Kids stomping and playing
A new acquaintance of mine is having the exact same issue. They rented a condo and the man downstairs (who owns his unit, which probably makes him more bitter) has even gotten the cops involved (who were unimpressed, let me tell you), all because of one 2 year old boy who happens to be an early riser and has a nasty habit of *gasp* walking on a hardwood floor. Unfortunately, they're thinking of moving just to escape this guy, he even blew an airhorn at the ceiling at them one day and posted the whole thing on Facebook. :(
Anyway. The cops said that they certainly won't do anything and that there just really isn't anything *to* do about it.
Part of living in an apartment is that there is some level of noise from the adjoining apartments. Obviously it's possible to make more noise than is acceptable, but it isn't fair to expect neighbors to make no noise whatsoever either. Kids that age don't weigh much and there's only so hard they can stomp. I think I'd keep them from going nuts as much as possible, but this sounds like her problem more than yours. If she doesn't want kids in adjoining apartments, there are some apartments made for people only age 50 and up, aren't there? But maybe she isn't 50 yet.
I guess OTOH if you couldn't hear her knock maybe they are getting too loud? I don't know your apartment layout but I guess I don't want to assume she is completely wrong when I don't know that much about the situation. Kids have to be free to make a certain amount of noise in their own house, but there's still the concept of "indoor voices" and "outdoor voices."
It can't be easy to live in an apartment with kids. I have lived in apartments, but not since I had kids. I remember living under a stomper, but it wasn't that big of a deal, and that was a large adult. There's no way little kids could make such a big racket just walking around. Unless they're jumping off furniture maybe? I guess I'd keep that from happening, but they can't be expected to not move around either.
If I were you, I'd try to be a bit more conscientious about excess thumping and possibly limit the more active play to a specific part of your apartment.
Really? How can you get a 2 yr old to not excessively "thump"?? What does that even mean? Make them tiptoe?
I live in a 2 BR apt as well with my 4yr old and 2.5 yr old. We live on the 2nd floor. There are certain things I try to get them not to do - like chase each other in the house, jump off the couch or their bed, bounce balls in the house, etc. But they are young kids and I don't want to give them anxiety about not making noise. They like to wrestle and march and skip, etc and I just don't always stop them. DS2 likes to get up pretty early, like 6am - so I do make sure he isn't loud until its an appropriate morning time. But then they are in bed by 8:30pm or so and we're not home all day, so I really don't worry too much because I figure we're really not keeping our downstairs neighbors up at ungodly hours of the night and if they didn't want to deal with it they would not have moved into an apt and they most certainly would have made sure to get an apt on a higher floor.

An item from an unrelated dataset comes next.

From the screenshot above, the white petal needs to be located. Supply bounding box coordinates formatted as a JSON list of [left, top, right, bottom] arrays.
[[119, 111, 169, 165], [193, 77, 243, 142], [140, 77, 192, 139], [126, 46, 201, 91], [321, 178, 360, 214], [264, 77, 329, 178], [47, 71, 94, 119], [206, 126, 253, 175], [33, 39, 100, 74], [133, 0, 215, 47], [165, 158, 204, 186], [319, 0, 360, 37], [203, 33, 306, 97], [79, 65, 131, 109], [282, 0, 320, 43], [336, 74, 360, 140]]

Not only that, but I grew up with a Dad who hated pounding and thumping and we'd always get in trouble for it when playing upstairs in our room; in a house we owned. I never wanted my kids to worry too much about making noise the way I did growing up.
Now, our upstairs neighbors have 2 kids and they are stompers. They are pretty loud actually. Like sometimes it sounds like they are upstairs by themselves with a herd of elephants with them. We have not complained yet as having kids of our own, we can understand to some extent. The problem with them is they do not go to bed at a decent hour. The kids will be up until 10 or 11pm at night jumping around chasing each other. The other night the younger boy was in the stairwell at 12:30am having a tantrum! But honestly, when they are doing it during the day I hardly notice.
Well that's good news! I was going to chime in that my parent's owned a 2 family up/down that I grew up in - we had the first floor 3 bedroom, and rented the 2nd floor which was 2 bedrooms. When the old guy, long time tennant, passed away, my parents were excited to clean up the place (he was a smoker) but were not sure what we'd get moving in and they though they got lucky when a friend of the family had an acquaintance look at the place - young couple with a baby. They moved in, and while the baby was quiet, the adults were not!! Every other conversation was "F you" and "go to hell!"...and apparently they had a lot of make up sex bc my parents go to hear it every night :-P Moral of the story, sharing walls with strangers almost never works out well!
When people complain about children being children, I just think that deep down they don't like children (which means they have some major issues). If you guys had a dog she would complain about that. If you had a goldfish she would complain. Some folks are in the habit of complaining. Be happy, raise your kids, be kind to her if you see her. The rest is her responsibility.
I think if it is late at night or early AM noise on a regular basis, I can understand her concern, but other than that....sorry! It's an apartment!
I have been that annoying neighbor to an extent...but only when the noise was excessive and went on past 11:00 PM or so and only when I had babies or young children who needed to sleep. I never approached the neighbors myself..I went through the leasing office or the landlord...or in a couple of cases the police (loud parties that occasionally led to fights).